5% IMQ cream (Perrigo) or control Vanicream (Pharmaceutical Specialties Inc.) were applied topically on the UVB irradiated area with ~1 mg/cm2 following the first and second UVB irradiation, as previously described41.

Prostaglandin treatment

10 µg of dmPGE2 (Cayman Cat#14750) was dissolved in 50 µl PBS with 10% EtOH, and intradermally injected daily under UVB-irradiated skin.

Diphtheria toxin treatment

Diphtheria toxin (Sigma, Cat#D0564) was dissolved in ddH2O at a stock concentration of 600 ng/µl and stored at −80 °C. Before usage, stock solution was diluted with sterile 0.9% NaCl saline to a final concentration of 2.52 ng/µl. 200 µl, which was administered via I.P. injection.

Ruxolitinib treatment

Ruxolitinib (MedChem Express, cat#HY-50856) was dissolved in DMSO for a stock concentration of 60 mg/ml. Prior to injection, 10 µl of this stock solution was dissolved in 200 µl saline. 10 µl DMSO dissolved in 200 µl saline was used in controls. 200 µl of the solution was delivered daily through oral gavage followed by dmPGE2 by intradermal injection.
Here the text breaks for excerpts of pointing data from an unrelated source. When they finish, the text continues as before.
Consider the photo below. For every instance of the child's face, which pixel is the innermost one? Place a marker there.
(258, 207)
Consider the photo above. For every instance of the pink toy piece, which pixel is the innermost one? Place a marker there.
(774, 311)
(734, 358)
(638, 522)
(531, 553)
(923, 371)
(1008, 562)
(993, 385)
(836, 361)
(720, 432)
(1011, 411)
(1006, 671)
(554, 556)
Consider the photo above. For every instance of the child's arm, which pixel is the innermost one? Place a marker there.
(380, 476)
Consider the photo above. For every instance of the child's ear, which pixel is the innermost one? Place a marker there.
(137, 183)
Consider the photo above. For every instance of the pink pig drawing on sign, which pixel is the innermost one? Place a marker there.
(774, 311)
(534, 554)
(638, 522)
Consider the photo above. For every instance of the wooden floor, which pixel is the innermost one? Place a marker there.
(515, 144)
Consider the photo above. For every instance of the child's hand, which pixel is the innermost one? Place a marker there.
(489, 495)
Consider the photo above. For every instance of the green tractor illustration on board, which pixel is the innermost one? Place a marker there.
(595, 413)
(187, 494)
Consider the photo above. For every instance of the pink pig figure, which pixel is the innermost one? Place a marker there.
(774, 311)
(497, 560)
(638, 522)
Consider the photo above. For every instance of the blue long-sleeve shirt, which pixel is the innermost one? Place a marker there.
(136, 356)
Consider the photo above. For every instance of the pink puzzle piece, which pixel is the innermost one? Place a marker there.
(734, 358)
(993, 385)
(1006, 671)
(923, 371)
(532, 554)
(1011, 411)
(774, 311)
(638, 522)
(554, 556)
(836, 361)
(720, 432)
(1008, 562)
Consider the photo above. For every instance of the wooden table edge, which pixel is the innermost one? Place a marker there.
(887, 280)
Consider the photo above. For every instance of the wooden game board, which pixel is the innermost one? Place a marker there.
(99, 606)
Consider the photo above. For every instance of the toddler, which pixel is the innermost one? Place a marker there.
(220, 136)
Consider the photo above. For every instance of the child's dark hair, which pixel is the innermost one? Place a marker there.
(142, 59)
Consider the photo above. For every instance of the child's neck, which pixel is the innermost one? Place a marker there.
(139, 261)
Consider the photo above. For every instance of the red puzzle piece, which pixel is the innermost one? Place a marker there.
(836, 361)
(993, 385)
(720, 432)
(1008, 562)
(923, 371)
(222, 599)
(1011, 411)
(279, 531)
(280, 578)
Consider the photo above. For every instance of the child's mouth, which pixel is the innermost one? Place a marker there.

Immunofluorescence staining quantification

Skin section images were taken on fluorescent and DAPI channels. Both fluorescent and DAPI staining were quantified by a program created in MATLAB and relative staining levels were calculated by the area of positive staining divided by the area of DAPI staining. Code can be found on figshare.

Statistics

Except for bulk and single-cell RNA sequencing data, all statistical analyses were performed using Prism (GraphPad). All data are presented as mean ± SEM with two-sided comparision. Statistical details (including testing method, N, p values) are present in the corresponding Figure and Figure legend.

Study approval

All animal procedures were approved by the Institutional Animal Care and Use Committee at Cornell University.

Reporting summary

Further information on research design is available in the Nature Portfolio Reporting Summary linked to this article.